December 11, 2011
ONLINE & WIRE REPORTS -- On the same day the American military officially ended its "don't ask, don't tell" policy, a gay Israeli military veteran spoke at Rutgers University about the thriving gay rights movement in Israel.
Avner Even-Zohar, a decorated former IDF captain, said that Israel stands alone in the Middle East in its acceptance and legal protection of the gay, lesbian, bisexual, and transgender community.
Openly gay and lesbian soldiers have served in the Israel Defense Forces since 1993.
"Tel Aviv is the mecca of the gay rights movement in the Middle East," said Even-Zohar, in a talk at the George Street Student Activities Center on the New Brunswick campus.

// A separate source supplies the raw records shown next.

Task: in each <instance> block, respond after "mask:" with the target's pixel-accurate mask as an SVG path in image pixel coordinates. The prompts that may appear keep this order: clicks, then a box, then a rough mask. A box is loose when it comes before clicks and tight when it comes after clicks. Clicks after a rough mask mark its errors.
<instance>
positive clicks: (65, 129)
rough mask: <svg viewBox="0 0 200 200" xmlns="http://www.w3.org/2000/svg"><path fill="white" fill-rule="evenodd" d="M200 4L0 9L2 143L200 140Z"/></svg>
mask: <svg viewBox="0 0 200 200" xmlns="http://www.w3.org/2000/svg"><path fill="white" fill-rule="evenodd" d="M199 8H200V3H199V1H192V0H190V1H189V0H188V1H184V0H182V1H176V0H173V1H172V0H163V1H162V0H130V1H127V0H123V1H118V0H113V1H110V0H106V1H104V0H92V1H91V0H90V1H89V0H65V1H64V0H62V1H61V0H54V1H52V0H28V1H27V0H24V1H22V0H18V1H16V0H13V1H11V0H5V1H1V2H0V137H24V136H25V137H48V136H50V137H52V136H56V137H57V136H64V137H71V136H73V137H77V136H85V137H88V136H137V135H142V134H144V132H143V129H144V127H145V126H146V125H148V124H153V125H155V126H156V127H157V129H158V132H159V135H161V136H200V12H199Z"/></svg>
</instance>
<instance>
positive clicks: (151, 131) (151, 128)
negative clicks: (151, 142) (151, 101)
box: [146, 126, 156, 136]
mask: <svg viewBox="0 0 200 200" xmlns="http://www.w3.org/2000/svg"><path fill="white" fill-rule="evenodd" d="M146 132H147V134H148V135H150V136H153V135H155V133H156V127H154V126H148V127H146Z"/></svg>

The program, "Harvey Milk and Honey," was cosponsored by Rutgers Hillel and its affiliated JAQs (Jewish Allies and Queers), Rutgers Queer Student Alliance, the pro-Israel Rutgers Scarlet Blue and White, and the Caravan for Democracy, an initiative of the Jewish National Fund and Media Watch International bringing Israeli speakers to college campuses.
Even-Zohar served as an education officer in the West Bank and Lebanon. He noted that Israel's late prime minister, Yitzhak Rabin, was able to smoothly remove restrictions to gays in the military in the same year that President Bill Clinton reluctantly accepted "don't ask, don't tell."
"My own theory is that Yitzhak Rabin had been a commander in the Six-Day War," Even-Zohar explained. "He fought for the establishment of Israel. He had more credibility."
Rabin also had served with gays and saw for himself how they fought for their country, he said. By contrast, Clinton never served in the military and was forced to acquiesce to then chair of the Joint Chiefs of Staff, Colin Powell.